– En ese caso, ¿nos vamos ya?
Gil tomó la botella de vino que había encima de la mesa y salieron de la caravana. Jane llamó por teléfono desde una cabina para decirle a su abuela que iban de camino.
– ¿Cómo ha reaccionado? -le preguntó Gil cuando Jane colgó.

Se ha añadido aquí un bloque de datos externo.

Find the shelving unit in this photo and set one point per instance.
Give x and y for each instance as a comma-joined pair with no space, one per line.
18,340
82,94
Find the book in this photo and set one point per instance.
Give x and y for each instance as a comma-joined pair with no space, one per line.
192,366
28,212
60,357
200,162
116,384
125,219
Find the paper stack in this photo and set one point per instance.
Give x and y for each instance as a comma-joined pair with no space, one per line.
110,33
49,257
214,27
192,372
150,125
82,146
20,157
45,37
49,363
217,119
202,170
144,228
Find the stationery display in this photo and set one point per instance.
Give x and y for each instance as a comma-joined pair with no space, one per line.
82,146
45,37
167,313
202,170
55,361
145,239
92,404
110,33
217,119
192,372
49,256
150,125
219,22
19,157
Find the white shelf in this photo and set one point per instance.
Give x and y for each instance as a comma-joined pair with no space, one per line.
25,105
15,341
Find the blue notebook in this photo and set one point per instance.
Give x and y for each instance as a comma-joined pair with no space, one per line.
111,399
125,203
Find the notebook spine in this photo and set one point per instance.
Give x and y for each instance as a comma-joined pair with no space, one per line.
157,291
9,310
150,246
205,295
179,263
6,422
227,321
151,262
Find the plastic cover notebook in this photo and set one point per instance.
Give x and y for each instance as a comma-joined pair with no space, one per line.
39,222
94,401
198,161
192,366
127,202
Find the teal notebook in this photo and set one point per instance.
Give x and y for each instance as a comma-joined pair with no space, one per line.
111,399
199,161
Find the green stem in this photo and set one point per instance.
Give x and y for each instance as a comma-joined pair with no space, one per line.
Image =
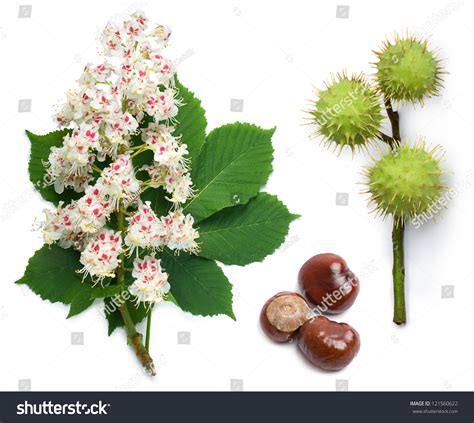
135,339
394,121
398,270
399,314
148,329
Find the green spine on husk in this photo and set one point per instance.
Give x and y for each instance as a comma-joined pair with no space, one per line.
347,112
407,70
405,182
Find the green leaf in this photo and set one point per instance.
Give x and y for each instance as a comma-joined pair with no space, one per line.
198,285
191,122
114,317
82,301
51,273
246,233
40,149
234,164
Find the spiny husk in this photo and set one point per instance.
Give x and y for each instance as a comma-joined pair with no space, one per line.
407,70
347,112
406,182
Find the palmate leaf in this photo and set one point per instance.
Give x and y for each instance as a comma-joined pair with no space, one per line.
40,149
235,162
245,234
52,274
198,285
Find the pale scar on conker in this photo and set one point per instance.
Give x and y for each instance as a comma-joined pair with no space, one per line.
283,314
327,344
327,282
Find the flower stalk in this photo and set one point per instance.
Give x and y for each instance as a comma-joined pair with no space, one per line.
135,339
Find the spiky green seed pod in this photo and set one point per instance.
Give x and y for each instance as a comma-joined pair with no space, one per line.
407,70
405,182
347,112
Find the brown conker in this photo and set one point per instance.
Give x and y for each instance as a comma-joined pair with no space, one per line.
327,344
283,314
327,282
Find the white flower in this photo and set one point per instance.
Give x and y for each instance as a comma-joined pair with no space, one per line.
92,210
182,235
118,180
100,257
166,148
61,173
151,283
145,230
162,105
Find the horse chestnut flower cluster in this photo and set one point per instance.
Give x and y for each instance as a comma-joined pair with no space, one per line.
327,282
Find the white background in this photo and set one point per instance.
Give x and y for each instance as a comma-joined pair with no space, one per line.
270,54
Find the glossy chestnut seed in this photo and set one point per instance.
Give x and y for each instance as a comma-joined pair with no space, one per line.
327,282
283,314
327,344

– Terriblemente animada. No me atrevo a llegar a casa, no sé qué sorpresa me tendrá preparada ahora.
– Hablas como si no estuvieras de acuerdo con ella -le dijo Gil-. Es mayorcita para saber lo que quiere.
– Eso es lo que ella dice -respondió Jane.
– La cuestión es que no debería necesitar decirlo.
A medio camino de la casa. Gil se bajó del coche para comprar unas flores.
– Para mi anfitriona -le dijo a Jane.
– Zalamero -le acusó ella.
– Por supuesto, es mi primera regla para la supervivencia. Cuando te enfrentes a las fuerzas de la naturaleza, arrástrate. Además, ofrecer flores a tu anfitriona es lo que se debe hacer.
– Lo sé. Pero si haces lo que se debe hacer, vas a estropearme el plan de asustarla.
– En absoluto. Le diré que se las he robado al vecino.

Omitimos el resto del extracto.